Category: natural theology

Symbolism, nature and conservation

By , 11 April 2008 7:02 pm

I barely remember my grandfather on my mother’s side; he must have died 50 years ago. He had fought in the First World War, been gassed and did not enjoy good health: he succumbed to a heart attack in his 60s. But he was a keen gardener and his extensive garden, increasingly less well-tended by my grandmother, long outlasted him. What I do remember is a cheap stone plaque in the garden, the words of which are still clear in my mind although I cannot have seen it for 30 years: ‘The kiss of sun for pardon, The song of birds for mirth, One is closer to God in a garden than anywhere else on earth.’

‘One is closer to God in a garden than anywhere else on earth.’ The line came to mind as I looked over Boaz’ comment of last week. It’s an interesting question: to what extent does the natural (or in this case the cultivated) world display or reveal God? I know enough theology to know that it is a vexed and complex issue to do with what is called natural theology. The key text is Paul’s statement in Romans 1:18-20. Let me remind you of it “The wrath of God is being revealed from heaven against all the godlessness and wickedness of men who suppress the truth by their wickedness, since what may be known about God is plain to them, because God has made it plain to them. For since the creation of the world God’s invisible qualities—his eternal power and divine nature—have been clearly seen, being understood from what has been made, so that men are without excuse.”

As a good Baptist and a child of the Reformation I am wary of the symbolic. We are told plainly that God speaks in a saving manner only through his word and I would not want to dissent from that. The downside of this rule, if applied strictly, is that neither nature nor aesthetics has any real value. In Welsh nonconformity the practical working out of this can be seen in the chapels.
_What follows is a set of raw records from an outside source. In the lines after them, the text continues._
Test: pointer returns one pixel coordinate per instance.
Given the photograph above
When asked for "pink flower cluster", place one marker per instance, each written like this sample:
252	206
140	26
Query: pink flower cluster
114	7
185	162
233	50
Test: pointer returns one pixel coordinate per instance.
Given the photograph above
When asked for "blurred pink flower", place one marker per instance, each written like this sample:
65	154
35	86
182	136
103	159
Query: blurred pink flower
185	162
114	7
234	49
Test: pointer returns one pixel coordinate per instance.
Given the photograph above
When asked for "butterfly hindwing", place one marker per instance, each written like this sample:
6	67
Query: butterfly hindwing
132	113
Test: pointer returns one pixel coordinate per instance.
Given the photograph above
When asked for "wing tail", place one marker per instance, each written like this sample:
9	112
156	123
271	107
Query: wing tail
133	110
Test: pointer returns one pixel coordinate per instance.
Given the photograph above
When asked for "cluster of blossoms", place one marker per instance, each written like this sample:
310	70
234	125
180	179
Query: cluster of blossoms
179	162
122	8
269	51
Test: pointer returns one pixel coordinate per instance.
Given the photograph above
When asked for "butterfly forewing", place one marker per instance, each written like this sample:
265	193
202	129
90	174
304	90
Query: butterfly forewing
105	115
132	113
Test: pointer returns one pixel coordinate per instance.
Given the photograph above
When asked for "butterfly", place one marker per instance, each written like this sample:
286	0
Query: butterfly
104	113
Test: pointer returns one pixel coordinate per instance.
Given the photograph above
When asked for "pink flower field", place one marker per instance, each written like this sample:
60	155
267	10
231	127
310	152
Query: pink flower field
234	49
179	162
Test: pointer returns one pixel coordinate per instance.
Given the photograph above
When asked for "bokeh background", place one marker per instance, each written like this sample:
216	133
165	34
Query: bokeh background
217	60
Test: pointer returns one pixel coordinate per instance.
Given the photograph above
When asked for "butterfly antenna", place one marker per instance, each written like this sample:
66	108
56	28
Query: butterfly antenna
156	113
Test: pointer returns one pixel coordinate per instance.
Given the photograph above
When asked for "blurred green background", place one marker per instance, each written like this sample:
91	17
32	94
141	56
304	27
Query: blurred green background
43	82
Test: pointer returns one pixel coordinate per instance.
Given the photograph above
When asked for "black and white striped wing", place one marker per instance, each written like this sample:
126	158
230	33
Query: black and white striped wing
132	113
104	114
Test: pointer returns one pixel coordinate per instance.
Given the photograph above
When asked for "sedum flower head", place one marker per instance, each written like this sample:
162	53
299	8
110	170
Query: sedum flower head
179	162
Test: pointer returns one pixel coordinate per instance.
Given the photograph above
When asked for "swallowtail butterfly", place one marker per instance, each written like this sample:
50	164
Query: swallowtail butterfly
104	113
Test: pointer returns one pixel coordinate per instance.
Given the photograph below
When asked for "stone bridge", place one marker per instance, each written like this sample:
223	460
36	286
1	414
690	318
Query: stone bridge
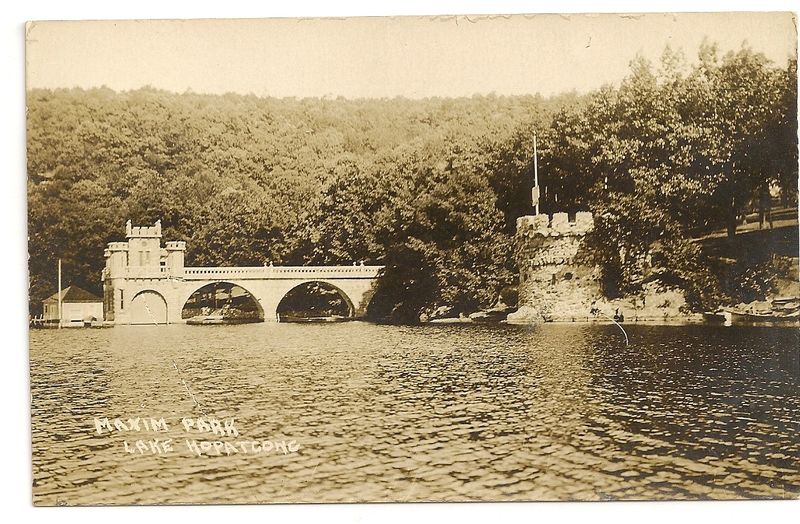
145	283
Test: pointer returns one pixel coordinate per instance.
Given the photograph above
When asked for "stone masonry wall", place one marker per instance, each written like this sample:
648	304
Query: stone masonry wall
554	284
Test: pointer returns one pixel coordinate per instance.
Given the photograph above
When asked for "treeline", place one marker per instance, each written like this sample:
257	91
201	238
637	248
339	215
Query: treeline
430	188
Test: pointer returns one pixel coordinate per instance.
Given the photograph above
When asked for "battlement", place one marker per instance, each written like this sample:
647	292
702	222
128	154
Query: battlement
143	231
558	225
117	246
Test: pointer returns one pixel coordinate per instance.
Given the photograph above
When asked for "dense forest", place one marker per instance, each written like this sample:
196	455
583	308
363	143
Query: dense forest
430	188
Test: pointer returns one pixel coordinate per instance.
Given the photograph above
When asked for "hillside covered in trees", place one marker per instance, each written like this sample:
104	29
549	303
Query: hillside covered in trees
430	188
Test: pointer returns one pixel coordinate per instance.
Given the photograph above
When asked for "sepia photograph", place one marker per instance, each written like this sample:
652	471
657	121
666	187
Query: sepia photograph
462	258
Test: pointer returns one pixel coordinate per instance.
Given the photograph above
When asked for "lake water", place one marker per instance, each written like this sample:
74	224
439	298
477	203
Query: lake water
394	413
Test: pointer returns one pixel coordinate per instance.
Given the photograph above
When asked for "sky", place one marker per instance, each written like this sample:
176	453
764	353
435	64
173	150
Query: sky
372	57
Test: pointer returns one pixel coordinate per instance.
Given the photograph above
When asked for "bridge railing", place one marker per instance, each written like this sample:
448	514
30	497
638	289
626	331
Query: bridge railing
274	272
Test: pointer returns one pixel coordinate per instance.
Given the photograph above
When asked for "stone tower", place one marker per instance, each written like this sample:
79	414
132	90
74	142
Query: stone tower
554	284
140	258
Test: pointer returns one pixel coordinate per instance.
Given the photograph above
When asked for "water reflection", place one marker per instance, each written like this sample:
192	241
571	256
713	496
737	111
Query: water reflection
422	413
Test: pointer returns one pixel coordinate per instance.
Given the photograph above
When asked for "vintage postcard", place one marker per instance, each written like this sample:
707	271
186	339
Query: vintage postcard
402	259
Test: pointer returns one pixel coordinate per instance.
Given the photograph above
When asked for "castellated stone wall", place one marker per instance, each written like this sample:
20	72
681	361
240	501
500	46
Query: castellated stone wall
554	284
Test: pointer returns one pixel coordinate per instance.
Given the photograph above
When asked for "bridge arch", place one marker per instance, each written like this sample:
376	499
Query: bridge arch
234	284
148	307
325	284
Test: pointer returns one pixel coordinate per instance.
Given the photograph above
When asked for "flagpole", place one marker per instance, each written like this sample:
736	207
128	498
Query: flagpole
535	175
59	293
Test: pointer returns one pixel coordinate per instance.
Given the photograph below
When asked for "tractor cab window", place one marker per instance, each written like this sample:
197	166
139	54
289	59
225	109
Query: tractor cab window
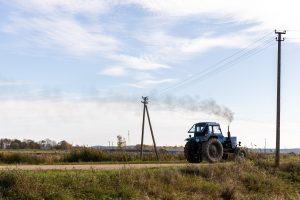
216	130
210	130
192	130
199	128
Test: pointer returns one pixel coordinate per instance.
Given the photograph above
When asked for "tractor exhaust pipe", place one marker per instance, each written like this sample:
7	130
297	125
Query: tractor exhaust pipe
228	133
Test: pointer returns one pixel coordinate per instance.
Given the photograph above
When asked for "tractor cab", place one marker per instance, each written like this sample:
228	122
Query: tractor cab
204	130
208	143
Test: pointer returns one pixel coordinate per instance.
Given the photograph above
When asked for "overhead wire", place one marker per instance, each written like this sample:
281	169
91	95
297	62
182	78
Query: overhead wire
249	49
222	67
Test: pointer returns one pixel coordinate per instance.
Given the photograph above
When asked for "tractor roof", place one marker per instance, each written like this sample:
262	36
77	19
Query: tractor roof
209	123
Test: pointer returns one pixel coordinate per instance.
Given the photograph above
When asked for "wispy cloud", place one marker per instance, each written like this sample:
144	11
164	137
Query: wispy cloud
114	71
151	82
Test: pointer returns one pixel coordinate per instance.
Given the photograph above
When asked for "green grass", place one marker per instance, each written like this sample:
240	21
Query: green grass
231	180
80	155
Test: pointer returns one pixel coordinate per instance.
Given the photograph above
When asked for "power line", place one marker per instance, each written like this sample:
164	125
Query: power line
247	50
222	68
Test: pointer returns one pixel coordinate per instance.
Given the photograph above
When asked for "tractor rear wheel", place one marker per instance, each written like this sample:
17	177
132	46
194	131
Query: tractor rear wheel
212	150
191	152
240	153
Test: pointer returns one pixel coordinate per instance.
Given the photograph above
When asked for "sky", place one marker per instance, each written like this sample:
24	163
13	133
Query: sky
76	70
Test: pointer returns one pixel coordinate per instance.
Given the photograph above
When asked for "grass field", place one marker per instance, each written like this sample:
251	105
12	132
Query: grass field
254	178
80	155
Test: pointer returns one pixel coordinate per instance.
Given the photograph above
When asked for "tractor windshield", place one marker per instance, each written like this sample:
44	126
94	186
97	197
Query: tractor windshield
198	129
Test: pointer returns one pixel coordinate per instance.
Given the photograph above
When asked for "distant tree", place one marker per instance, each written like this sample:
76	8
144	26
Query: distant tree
64	145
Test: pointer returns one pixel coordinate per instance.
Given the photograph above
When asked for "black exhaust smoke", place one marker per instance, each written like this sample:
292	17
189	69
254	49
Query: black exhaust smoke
228	133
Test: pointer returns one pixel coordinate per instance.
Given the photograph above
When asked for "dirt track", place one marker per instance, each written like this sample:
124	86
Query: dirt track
89	166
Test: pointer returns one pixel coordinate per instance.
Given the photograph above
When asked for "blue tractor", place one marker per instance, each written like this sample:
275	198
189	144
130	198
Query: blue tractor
208	143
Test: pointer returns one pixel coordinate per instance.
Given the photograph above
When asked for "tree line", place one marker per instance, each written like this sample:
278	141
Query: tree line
31	144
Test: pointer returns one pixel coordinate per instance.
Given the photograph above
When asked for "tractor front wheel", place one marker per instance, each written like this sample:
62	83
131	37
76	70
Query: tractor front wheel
191	152
240	153
212	150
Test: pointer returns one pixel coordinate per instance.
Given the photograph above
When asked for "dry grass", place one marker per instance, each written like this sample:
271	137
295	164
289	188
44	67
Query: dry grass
233	180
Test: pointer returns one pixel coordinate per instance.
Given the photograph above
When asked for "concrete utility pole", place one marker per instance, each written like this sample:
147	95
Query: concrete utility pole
145	102
277	154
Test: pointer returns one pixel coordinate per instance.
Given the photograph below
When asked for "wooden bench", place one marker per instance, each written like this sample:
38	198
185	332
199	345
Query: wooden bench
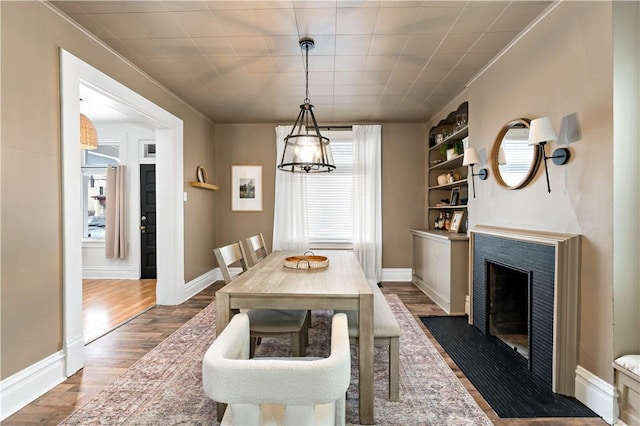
627	380
386	332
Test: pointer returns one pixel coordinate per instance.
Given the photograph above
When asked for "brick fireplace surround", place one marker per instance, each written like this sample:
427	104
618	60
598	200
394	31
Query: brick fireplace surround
552	261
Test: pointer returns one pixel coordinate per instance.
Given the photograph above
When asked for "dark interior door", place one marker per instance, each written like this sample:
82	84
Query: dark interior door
148	221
For the most part these are functional buildings with very little to commend them in architectural terms. If you are lucky you may get a blue painted ceiling or some slight ornamentation on the pillars of the interior but otherwise they are self-consciously spartan affairs. All too often one’s first view of them is of some hard monolith looming up desolate against a grey moist sky. Anglicans, and others, at least have the benediction of stained glass in their churches.

Although I could quite easily trample theologically over my grandfather’s mantra about God being in nature, I will not do so. I think there is a faint but important vestige of truth in it: there is something about the natural world that speaks of God. I think the reason is this: all things, statues, music, books and yes, worlds, reveal something of their creator. The natural world does in some (undoubtedly limited) measure speak of the one who made it. After all what is the alternative? The city? That most certainly speaks of its maker: mankind. Skyscraper after skyscraper, mall after mall proclaims the boastful status of the human race: ‘behold what I have made’. Nature is a healthy counterbalance to the blasphemous man-centred atheism of the urban world.

As wiser people have said, the natural world acts as something of a mirror of God. If we stare at it and ponder it we see something of the one who made it. Oh we need a lot more – an awful lot more – to save us but it’s a first step. This, of course, is a reason why the natural world should be preserved. We may not, as some do, worship nature as God but in seeing it as an image of God we find it no less valuable.